We have $\nabla f(x) = \begin{bmatrix} \frac{2x_1+1}{x_2+x_3} \\ - \frac{x_1^2+x_1+1}{(x_2+x_3)^2} \\ - \frac{x_1^2+x_1+1}{(x_2+x_3)^2}\end{bmatrix}$.

$$\nabla^2 f(x) = \begin{bmatrix} \frac{2}{x_2+x_3} & - \frac{2x_1+1}{(x_2+x_3)^2} & - \frac{2x_1+1}{(x_2+x_3)^2} \\ - \frac{2x_1+1}{(x_2+x_3)^2} & \frac{2(x_1^2+x_1+1)}{(x_2+x_3)^3} & \frac{2(x_1^2+x_1+1)}{(x_2+x_3)^3}\\ - \frac{2x_1+1}{(x_2+x_3)^2} & \frac{2(x_1^2+x_1+1)}{(x_2+x_3)^3} & \frac{2(x_1^2+x_1+1)}{(x_2+x_3)^3}\end{bmatrix}$$

One possible way to check positive semidefiniteness is by examine the determinant of each principal minor is nonnegative.

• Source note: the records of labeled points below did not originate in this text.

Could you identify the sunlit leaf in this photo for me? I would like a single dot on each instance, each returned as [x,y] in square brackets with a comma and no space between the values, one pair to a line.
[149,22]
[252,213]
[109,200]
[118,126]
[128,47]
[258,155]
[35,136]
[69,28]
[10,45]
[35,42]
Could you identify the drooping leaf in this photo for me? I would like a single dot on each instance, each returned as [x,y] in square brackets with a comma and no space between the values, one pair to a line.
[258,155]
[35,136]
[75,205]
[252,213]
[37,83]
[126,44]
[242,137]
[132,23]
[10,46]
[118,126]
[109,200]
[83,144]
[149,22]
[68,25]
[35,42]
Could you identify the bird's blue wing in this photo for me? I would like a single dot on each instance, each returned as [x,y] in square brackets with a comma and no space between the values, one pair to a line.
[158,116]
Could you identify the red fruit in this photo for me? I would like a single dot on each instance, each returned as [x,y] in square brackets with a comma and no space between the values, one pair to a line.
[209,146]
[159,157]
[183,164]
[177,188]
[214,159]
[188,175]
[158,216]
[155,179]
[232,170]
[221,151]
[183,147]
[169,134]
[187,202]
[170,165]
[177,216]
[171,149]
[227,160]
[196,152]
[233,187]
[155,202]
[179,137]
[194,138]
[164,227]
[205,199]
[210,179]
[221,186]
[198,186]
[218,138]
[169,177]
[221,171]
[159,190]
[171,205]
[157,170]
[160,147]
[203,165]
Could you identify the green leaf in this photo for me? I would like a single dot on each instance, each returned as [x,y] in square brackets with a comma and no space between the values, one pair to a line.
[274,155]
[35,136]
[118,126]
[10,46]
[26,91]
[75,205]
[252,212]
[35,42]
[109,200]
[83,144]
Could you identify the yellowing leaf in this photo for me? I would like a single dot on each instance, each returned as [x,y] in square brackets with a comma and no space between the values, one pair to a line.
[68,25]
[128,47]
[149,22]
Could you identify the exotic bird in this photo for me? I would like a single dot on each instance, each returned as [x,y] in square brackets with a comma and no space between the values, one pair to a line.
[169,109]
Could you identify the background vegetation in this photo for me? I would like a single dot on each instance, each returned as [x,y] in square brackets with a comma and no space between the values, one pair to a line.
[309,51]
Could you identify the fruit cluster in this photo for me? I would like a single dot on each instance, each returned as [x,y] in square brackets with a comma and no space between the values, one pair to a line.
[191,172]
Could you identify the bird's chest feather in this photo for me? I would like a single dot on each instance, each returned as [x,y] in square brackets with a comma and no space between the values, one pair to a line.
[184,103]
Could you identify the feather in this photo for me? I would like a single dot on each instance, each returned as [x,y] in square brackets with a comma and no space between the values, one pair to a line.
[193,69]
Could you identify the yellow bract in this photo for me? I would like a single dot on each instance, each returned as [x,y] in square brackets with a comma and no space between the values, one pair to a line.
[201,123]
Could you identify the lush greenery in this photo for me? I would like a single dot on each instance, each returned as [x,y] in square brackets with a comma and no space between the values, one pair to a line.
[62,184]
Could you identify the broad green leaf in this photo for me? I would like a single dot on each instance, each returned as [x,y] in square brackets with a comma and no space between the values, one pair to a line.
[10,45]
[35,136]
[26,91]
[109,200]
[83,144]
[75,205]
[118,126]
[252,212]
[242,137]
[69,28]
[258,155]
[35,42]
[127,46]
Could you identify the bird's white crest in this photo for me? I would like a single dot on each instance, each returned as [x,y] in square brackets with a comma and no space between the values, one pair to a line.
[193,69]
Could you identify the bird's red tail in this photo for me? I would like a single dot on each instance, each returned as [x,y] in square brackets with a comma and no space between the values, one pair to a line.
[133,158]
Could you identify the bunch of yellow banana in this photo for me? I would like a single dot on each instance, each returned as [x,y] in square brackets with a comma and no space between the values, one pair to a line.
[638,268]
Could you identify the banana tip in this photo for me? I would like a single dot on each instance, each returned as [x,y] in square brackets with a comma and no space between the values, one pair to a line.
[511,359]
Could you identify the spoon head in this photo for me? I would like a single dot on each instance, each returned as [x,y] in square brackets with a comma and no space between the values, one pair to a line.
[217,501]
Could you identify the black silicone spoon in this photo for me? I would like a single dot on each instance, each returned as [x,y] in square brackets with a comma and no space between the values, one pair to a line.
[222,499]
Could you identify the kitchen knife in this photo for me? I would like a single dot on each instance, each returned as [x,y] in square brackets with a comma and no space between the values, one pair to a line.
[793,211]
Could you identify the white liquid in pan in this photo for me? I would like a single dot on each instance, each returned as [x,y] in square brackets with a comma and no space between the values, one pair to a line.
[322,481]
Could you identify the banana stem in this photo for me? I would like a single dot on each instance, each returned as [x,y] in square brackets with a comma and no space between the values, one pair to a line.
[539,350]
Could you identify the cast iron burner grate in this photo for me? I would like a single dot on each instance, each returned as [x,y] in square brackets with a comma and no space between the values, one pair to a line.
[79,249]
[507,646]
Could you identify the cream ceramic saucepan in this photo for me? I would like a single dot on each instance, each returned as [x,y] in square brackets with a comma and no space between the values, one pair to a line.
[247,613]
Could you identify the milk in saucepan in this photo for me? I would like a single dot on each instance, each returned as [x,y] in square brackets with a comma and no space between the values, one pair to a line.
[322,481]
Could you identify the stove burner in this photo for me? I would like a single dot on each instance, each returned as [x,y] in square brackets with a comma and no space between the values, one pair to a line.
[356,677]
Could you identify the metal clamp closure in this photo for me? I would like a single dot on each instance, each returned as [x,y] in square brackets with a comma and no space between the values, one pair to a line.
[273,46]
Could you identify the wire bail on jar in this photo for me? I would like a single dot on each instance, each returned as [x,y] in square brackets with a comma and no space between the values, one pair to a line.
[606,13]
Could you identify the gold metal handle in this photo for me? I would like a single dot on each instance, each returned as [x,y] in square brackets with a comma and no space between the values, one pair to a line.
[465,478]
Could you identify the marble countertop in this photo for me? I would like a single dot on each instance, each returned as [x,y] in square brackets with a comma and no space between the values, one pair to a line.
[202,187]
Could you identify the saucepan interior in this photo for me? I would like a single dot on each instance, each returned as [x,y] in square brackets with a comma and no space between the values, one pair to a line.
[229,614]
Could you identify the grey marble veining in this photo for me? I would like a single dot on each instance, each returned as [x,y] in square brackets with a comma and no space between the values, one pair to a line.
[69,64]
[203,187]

Since the second row and the third row is identitcal, the determinant is $0$. Also $|a_{23}|=0$.

Notice that $|a_{11}|>0$. Since $x_1^2+x_1+1 \ge \frac34> 0$, we have $|a_{22}|=|a_{33}|>0$.

$$|a_{12}|=|a_{13}|=\frac1{(x_2+x_3)^4}[4(x_1^2+x_1+1)-(2x_1+1)^2]=\frac{3}{(x_2+x_3)^4}>0.$$

Hence, it is convex.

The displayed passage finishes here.